In 1982, Duncan and Erickson[5] conducted the first study investigating the effects of manual or mechanical stripping on intrathoracic pressure changes in adult cardiac surgery patients. Stripping trials alternated the 2 methods between subjects using predetermined random lengths of tubing (ranging from 15 to 135 cm). When the full length of chest tubes was stripped (135 cm), intrathoracic pressure increased to -400 cm H2O (whereas 5 cm of tubing resulted in a mean pressure of -87 cm H2O). This excessive pressure may be detrimental, damaging tissue entrapped in chest tube eyelets and potentially increasing bleeding. Other researchers have demonstrated that increased negative intrathoracic pressures also impair left ventricular function.[7]

Pierce and colleagues[4] evaluated the impact of 2 chest tube manipulation strategies on other negative clinical outcomes. In their study, no significant differences were found between no manipulations or milking versus stripping and the incidence of surgical reentry or hemodynamic values before and after manipulation episodes.

Nurses' Knowledge of Chest Tube Care

In recent exploratory-descriptive studies, researchers in the United Kingdom investigated nurses' knowledge of chest tube care. In a sample of 189 nurses from 2 large teaching hospitals, 58% responded that the claim that "milking chest tubes keeps them patent" was false. Less than one-third of nurses (29.6%) indicated that this statement was true, and the remaining 12% remained uncertain. In addition, no significant differences in knowledge of chest tube manipulation strategies were found between age groups.[8] In a second survey of 266 nurses, Parkin[9] found that whereas the vast majority of nurses (97%) knew drainage would be impaired with kinked tubing or when the drainage device was full, fewer nurses reported drainage would be impaired when tubing was coiled on the floor (21%) or the bed (23%) or was looped (20%).

Stripping chest tubes may significantly increase negative intrathoracic pressures that could cause harm.

Recommendations Based on Current Evidence

This small collection of studies is associated with a number of limitations when the results are compared across studies. Although more methodologically sound studies are needed to better inform clinical practice, the body of current knowledge may be summarized as representing "Class III" evidence (see Table 1 ). Chest tube manipulation did not show any clear benefit in enhancing chest tube patency.

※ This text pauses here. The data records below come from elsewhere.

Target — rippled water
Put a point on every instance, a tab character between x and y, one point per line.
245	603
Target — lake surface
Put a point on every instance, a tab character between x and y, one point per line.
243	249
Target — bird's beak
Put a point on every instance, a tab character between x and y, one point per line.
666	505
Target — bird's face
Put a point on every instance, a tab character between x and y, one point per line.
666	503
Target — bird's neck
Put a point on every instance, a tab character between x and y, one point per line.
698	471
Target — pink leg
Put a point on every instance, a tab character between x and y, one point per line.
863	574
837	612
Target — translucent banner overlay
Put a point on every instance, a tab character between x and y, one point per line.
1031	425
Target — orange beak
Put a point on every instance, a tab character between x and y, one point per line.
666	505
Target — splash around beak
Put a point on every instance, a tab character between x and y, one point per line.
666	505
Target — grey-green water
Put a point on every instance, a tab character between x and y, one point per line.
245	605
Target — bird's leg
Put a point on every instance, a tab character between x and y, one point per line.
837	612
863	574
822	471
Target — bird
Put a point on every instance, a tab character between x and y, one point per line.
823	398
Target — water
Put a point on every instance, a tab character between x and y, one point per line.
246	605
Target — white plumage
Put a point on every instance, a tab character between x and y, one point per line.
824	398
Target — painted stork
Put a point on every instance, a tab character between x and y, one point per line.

As a result, strong evidence was not found for the need to routinely manipulate chest tubes to aid mediastinal drainage after cardiac surgery. On the contrary, stripping chest tubes may significantly increase negative intrathoracic pressures that could cause harm (eg, tissue entrapment, increased bleeding, left ventricular dysfunction), thereby further impairing patients' postoperative recovery.

Drainage from the mediastinal space is aided by suction and proper positioning of tubes, including the avoidance of dependent loops. Laboratory evidence from 2 studies[10,11] has shown that drainage from the pleural space is impeded when tubing is in a dependent loop. In both of these studies, straight and coiled tube positions were optimal for draining fluid. And whereas lifting the drainage tubing every 15 minutes will maintain adequate drainage if a dependent loop cannot be avoided, clinicians are advised to consider the clinical consequences of higher pressures at the chest tube and drainage tube connection when dependent loops are present.

The ideal practice is to lay the tubing horizontally across the bed or chair before dropping vertically into the chest drain device. If careful assessment suggests that some manipulation of the tube is necessary, contemporary expert opinion strongly recommends gentle manual squeezing and releasing of small segments of chest tubing between the fingers (milking) instead of stripping.[12]